The ELITE trial included 643 postmenopausal women who had prior hysterectomy. About half were close to the onset of menopause, less than 6 years, and about half were more distant from menopause, at least 10 years. The mean age of the first group was 55 years and the mean age of the second group was 65 years.

The women were randomized to 17 beta-estradiol, 1 mg given orally each day, versus placebo. The women who had an intact uterus also received 10 days of micronized progesterone gel vaginally. The outcome measure was the carotid intima-media thickness (IMT) measured by ultrasound.

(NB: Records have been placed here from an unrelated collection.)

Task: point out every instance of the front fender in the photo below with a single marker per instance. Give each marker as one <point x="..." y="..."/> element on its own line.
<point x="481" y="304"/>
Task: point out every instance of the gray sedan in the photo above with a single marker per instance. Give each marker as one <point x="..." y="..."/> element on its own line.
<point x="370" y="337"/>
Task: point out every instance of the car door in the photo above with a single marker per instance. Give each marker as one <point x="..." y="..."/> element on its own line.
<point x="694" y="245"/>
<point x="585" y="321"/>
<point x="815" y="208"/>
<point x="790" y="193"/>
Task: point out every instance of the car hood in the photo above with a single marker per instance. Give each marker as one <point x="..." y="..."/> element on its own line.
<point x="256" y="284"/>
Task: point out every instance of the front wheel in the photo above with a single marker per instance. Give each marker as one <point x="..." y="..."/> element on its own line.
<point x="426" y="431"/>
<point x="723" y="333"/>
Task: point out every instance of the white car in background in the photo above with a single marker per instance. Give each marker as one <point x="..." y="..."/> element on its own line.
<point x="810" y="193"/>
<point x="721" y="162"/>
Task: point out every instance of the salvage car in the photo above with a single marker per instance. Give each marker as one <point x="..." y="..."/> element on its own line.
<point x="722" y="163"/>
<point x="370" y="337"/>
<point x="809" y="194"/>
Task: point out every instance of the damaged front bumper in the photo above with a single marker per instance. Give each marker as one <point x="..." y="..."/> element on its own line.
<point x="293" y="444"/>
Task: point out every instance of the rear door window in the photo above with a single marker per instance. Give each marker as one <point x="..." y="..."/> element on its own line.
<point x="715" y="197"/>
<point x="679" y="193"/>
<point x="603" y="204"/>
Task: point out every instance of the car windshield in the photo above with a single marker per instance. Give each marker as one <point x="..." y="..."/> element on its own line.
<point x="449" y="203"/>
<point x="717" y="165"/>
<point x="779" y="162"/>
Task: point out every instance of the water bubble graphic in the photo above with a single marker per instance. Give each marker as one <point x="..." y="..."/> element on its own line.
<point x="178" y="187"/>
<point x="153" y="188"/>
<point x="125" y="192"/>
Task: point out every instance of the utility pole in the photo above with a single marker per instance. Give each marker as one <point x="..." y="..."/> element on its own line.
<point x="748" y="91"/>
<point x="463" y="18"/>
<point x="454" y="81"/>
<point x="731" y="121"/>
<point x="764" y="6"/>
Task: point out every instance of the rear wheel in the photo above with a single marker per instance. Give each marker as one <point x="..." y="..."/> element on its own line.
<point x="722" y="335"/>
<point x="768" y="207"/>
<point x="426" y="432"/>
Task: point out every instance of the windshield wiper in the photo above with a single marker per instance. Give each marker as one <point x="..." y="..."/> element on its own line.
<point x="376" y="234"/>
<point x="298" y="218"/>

Over a period of up to 6 years, the women who were randomized to estradiol, if they were in early menopause, overall had slower progression of atherosclerosis measured by carotid IMT than the women randomized to placebo. However, the older women did not show those differences. Overall there was a significant interaction by age group, with the younger age group women closer to the onset of menopause showing slowing of atherosclerosis with estradiol, but not the older women. The P value for interaction was .007. It was a significant interaction.

Other evidence for the timing hypothesis comes from the observational studies, which tended to include women who were close to the onset of menopause when they initiated hormone therapy. Subgroup analyses in the Women's Health initiative, especially the estrogen-alone trial, showed that women in their 50's tended to do better for heart disease and all-cause mortality and global index than women who were older.[2] There are some other smaller-scale randomized trials that also provide some support for the timing hypothesis.

This provides reassuring news for women in early menopause who are considering hormone therapy for management of menopausal vasomotor symptoms. However, it really shouldn't be used as a rationale for long-term use of hormone therapy for chronic disease prevention, because there are other considerations, including the potential for increased risk for stroke, venous thrombosis, and gallbladder disease, and with estrogen plus progestin there is an increased risk for breast cancer.

The evidence does support the timing hypothesis. We need more research using other formulations of hormone therapy, such as transdermal estradiol, and lower doses of hormones. We look forward to additional research in those areas as well as seeing the final results of the ELITE trial.

Thank you so much for your attention. I look forward to your comments, and I wish you a happy New Year.